2013年8月29日星期四

The barrier to entry for game development

"The barrier to entry for game development has been demolished," says games developer Christer Kaitila. "These are exciting times for an emerging art – the gates have been flung wide open."Though it started as a niche hobby, DIY game design is set to go mainstream. Microsoft's Project Spark aims to turn the making of games itself into a game. Players are given a fully configurable world that can be moulded with gestures recognised by Kinect – mountains are sculpted and valleys scooped out with a swipe of the hand. Buildings, characters and objects of almost any kind can be added via graphical interfaces.

Once it is all in place, users can devise simple scripts that give their creations programmed behaviours. One demo of the game showed how a rock, for example, could be turned into a faithful sidekick by adding a few short commands.Early testers have already created a wide variety of games, from block-matching puzzle games to side-scrollers, top-down shooters, and 3D first-person adventures – many of them recreations of existing games. Project Spark makes this level of creativity accessible by hiding hundreds of lines of code beneath the interfaces that are second nature to gamers.

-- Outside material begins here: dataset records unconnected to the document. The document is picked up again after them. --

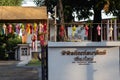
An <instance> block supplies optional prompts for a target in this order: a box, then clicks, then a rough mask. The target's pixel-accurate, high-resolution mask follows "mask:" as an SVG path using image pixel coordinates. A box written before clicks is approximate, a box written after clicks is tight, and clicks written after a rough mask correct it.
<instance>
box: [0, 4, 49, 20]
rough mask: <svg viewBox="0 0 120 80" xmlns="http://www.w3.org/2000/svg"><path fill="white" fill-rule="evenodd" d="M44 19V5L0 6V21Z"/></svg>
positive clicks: (40, 19)
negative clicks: (25, 6) (31, 5)
mask: <svg viewBox="0 0 120 80" xmlns="http://www.w3.org/2000/svg"><path fill="white" fill-rule="evenodd" d="M46 19H47V9H46V7H22V6H0V22H1V21H36V20H46Z"/></svg>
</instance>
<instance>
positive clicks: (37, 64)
mask: <svg viewBox="0 0 120 80" xmlns="http://www.w3.org/2000/svg"><path fill="white" fill-rule="evenodd" d="M40 65H41V61H39V60H38V59H32V60H31V61H30V62H29V63H28V64H27V66H40Z"/></svg>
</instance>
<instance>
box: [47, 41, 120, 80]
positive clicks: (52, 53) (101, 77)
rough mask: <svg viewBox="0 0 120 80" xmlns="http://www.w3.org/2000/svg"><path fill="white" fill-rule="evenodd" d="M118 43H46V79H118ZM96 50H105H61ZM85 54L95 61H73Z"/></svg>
mask: <svg viewBox="0 0 120 80" xmlns="http://www.w3.org/2000/svg"><path fill="white" fill-rule="evenodd" d="M88 43H89V45H88ZM96 43H98V44H101V45H97V44H96ZM118 43H119V42H116V43H115V42H114V45H113V46H112V44H113V43H112V42H111V43H109V42H108V43H107V42H106V44H105V45H106V46H105V45H103V44H102V42H101V43H99V42H95V43H94V42H87V43H86V42H84V43H74V42H71V43H66V42H61V43H59V42H58V43H51V42H50V43H49V44H48V47H49V48H48V80H119V79H120V76H119V74H120V71H119V68H120V64H119V63H120V59H119V57H120V56H119V55H120V48H119V47H118V46H115V45H117V44H118ZM83 44H84V45H83ZM71 45H72V46H71ZM82 45H83V46H82ZM86 45H88V46H86ZM90 45H91V46H90ZM95 45H96V46H95ZM96 50H99V51H104V50H106V53H105V54H104V55H62V51H71V52H75V51H78V52H82V51H83V52H84V51H86V52H87V51H88V52H93V51H96ZM85 56H87V57H90V56H92V57H93V60H94V61H95V63H89V64H83V63H84V62H83V63H82V64H81V63H80V61H74V58H75V57H85ZM85 63H86V61H85Z"/></svg>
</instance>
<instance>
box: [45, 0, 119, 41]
mask: <svg viewBox="0 0 120 80" xmlns="http://www.w3.org/2000/svg"><path fill="white" fill-rule="evenodd" d="M61 1H62V5H63V12H64V20H65V22H71V21H74V18H75V16H74V15H72V14H73V12H76V15H77V17H78V19H79V20H80V19H86V18H89V17H90V16H91V15H93V16H94V19H93V28H92V41H101V36H98V35H97V29H96V27H97V25H98V24H100V23H101V20H102V15H101V11H102V10H104V11H105V13H106V14H108V13H111V14H113V15H114V16H118V18H120V0H61ZM58 3H59V0H45V4H44V5H46V6H47V9H48V11H49V12H51V13H53V8H54V6H56V5H58ZM91 10H93V12H91ZM94 23H98V24H94Z"/></svg>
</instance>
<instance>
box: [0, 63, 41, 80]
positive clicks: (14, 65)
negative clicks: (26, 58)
mask: <svg viewBox="0 0 120 80" xmlns="http://www.w3.org/2000/svg"><path fill="white" fill-rule="evenodd" d="M20 63H21V62H20V61H0V80H41V67H40V66H25V65H23V64H21V65H20ZM18 64H19V66H18Z"/></svg>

Game Maker, a tool for creating games on the PC, has been used to make several successful titles, including Spelunky, Hotline Miami and Gunpoint. "Game Maker is great because it's good for beginners," says Tom Francis, who used the tool to make Gunpoint. "But it doesn't keep you a beginner." When Francis started making the game he was working as a games journalist and had no programming experience. What he likes about Game Maker is how it lets you move from sketching out the basics of a game in a drag-and-drop interface to adding in blocks of code bit by bit, as you learn. "It's a great way to ramp up," he says.